Or, les élections américaines, qu’elles soient présidentielles ou de mi-mandat, ne sont jamais des événements purement locaux. Elles influencent la fiscalité, la régulation des grandes entreprises, la politique commerciale, les dépenses publiques, la politique industrielle, et donc directement les marchés financiers du monde entier. La Chambre des représentants comme le Senat sont dans un équilibre précaire et les clivages idéologiques sont très profonds. Le consommateur américain est très important pour la croissance américaine et ce sont aussi des électeurs. Ceux qui ne profitent pas de Wall Street commencent à envoyer des signaux de déception notamment après le shutdown et aussi la hausse des prix des éléments de base d’où d’ailleurs la décision du Président Trump de faire machine arrière sur les tariffs de produits de base comme le café, la viande, les bananes, etc… Prétendre, dans ce contexte, définir un chemin central, stable et peu contestable pour l’économie américaine serait illusoire.

Les actions américaines sont-elles vraiment surévaluées ? Comment comparer la situation actuelle avec celle de la bulle Internet des années 2000 ?
La question de la surévaluation des actions américaines divise profondément le monde de l’investissement. D’un côté, de nombreux investisseurs et institutions considèrent que les niveaux de valorisation atteints par certaines grandes valeurs, et par le marché dans son ensemble, sont excessifs. Ils se basent sur des indicateurs historiques comme le ratio cours sur bénéfices moyen, la capitalisation totale rapportée au produit intérieur brut, la prime de risque actions, et constatent que l’on se situe à des niveaux qui rappellent des périodes comme la bulle Internet.

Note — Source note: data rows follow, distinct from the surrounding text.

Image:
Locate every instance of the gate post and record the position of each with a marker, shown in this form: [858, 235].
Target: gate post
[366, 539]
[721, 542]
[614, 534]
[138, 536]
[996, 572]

La question de la surévaluation des actions américaines divise profondément le monde de l’investissement.

Selon eux, il est très difficile d’imaginer que ces niveaux puissent encore se prolonger longtemps sans correction. De l’autre côté, certains affirment que la comparaison avec les années 2000 est trompeuse. À l’époque de la bulle Internet, de nombreuses sociétés étaient très endettées ou peu rentables, et souvent basées sur des promesses plus que sur des modèles économiques éprouvés. Aujourd’hui, les grandes entreprises de la technologie et de l’intelligence artificielle disposent de trésors de guerre en liquidités, de marges élevées et de positions dominantes. Elles sont donc, selon ce camp, beaucoup plus solides que les sociétés de la bulle Internet. On se retrouve ainsi, là encore, avec deux lectures opposées. La première dit en substance que, quelles que soient les différences structurelles, les niveaux atteints sont dangereux et prémices d’un excès. La seconde répond que nous sommes entrés dans une nouvelle ère, avec des entreprises d’une nature différente, ce qui justifierait de revoir les repères habituels.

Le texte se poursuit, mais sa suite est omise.